Long story, short I want to leave my job. It is stressful, always hectic, lots of politics, and have a manager who depends on me to do her job while I get paid as a tech writer. I am sure it did not cause the BC, but I am sure, like others in this thread, that it did not help either. To make it even more stressful, I have been with this company for 5 years, and have been commuting for 1.5 hrs each way all that time. I used to work a 50-55 hr week. Now, they are moving all facilities to one area, farther away. If I continue with this job, when I return to work in Summer or Fall, it will be 2 hrs one way, 4 hrs a day. That’s insane. To drive that far to be stressed out and upset. I don’t have the guts to say I will never go back, like the money, but am realizing that it is just totally surreal. As you have all said in many diff ways, life is too short.

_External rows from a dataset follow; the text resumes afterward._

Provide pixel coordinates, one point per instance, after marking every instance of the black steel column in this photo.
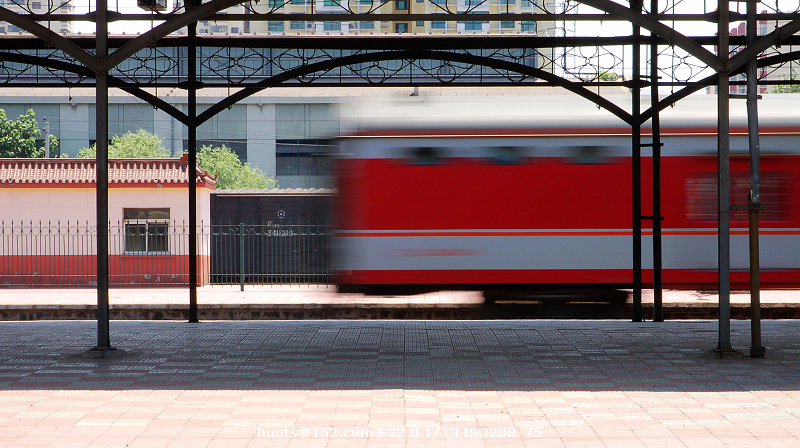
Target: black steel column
(636, 168)
(723, 172)
(101, 167)
(658, 307)
(192, 131)
(754, 202)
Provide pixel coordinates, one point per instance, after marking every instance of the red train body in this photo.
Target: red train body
(481, 208)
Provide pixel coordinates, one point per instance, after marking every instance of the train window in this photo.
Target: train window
(427, 156)
(505, 155)
(589, 155)
(701, 196)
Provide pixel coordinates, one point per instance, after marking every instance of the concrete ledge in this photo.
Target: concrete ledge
(314, 311)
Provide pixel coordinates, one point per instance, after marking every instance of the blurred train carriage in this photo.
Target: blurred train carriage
(480, 204)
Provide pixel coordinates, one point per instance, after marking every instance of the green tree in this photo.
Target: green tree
(230, 171)
(608, 76)
(18, 137)
(131, 145)
(787, 88)
(220, 160)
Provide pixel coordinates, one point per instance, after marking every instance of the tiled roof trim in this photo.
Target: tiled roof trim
(276, 192)
(83, 171)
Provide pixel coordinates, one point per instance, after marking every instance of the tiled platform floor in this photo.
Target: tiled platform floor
(396, 384)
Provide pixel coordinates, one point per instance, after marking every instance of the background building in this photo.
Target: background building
(25, 7)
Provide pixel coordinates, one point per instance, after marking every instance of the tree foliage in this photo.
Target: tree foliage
(219, 160)
(608, 76)
(130, 145)
(230, 171)
(18, 137)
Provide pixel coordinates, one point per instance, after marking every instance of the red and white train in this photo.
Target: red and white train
(548, 202)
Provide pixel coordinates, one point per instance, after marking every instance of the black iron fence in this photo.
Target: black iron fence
(289, 251)
(156, 252)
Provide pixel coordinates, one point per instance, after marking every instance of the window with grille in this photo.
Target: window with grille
(146, 230)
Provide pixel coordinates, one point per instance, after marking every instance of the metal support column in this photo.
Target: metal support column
(754, 201)
(101, 170)
(636, 168)
(658, 307)
(192, 114)
(723, 172)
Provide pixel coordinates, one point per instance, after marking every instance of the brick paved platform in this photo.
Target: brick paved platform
(397, 384)
(323, 302)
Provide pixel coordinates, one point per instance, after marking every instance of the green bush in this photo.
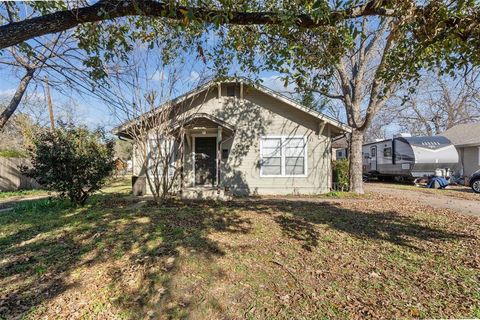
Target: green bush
(72, 161)
(340, 175)
(11, 153)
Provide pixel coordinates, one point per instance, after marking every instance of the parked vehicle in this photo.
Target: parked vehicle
(475, 181)
(408, 158)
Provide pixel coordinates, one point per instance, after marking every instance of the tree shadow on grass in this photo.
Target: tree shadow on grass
(141, 248)
(298, 218)
(53, 242)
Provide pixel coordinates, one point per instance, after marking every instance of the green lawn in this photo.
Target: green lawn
(4, 195)
(259, 259)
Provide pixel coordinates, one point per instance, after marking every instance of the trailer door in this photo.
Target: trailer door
(373, 158)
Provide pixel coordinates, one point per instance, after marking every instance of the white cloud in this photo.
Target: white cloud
(194, 76)
(159, 75)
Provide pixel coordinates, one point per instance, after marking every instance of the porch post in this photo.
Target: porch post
(219, 155)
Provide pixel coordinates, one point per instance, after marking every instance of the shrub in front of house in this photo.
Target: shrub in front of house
(73, 161)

Now that I am home, I am much more at ease. I used to be cursing to myself all the time, angry. That has stopped. We have many problems, but why ask for more by going back into a negative, angry world?
I am trying to imagine what I can do. I am dreaming of working part-time; nearing retirement (61) so am not so far away from it. OH (other half?) says I can stop whenever I want to – he is making a good salary and we are just the two of us now. (I robbed the cradle, he is 6 yrs younger than me…wahoo!) It’s true that the more you have, the more you spend.I have missed cooking; with all the time o the road, I was off to work by 6:30 am and back home by 6-6:30 pm. OH gets too hungry to wait, so he has done majority of cooking. I miss it bigtime. I miss having time to have friends, to be with folks, to volunteer at the church, to actually DO things.
OK, enough said. That is my 2 cents. Just can’t figure out how to go about leaving. I am disgustingly responsible.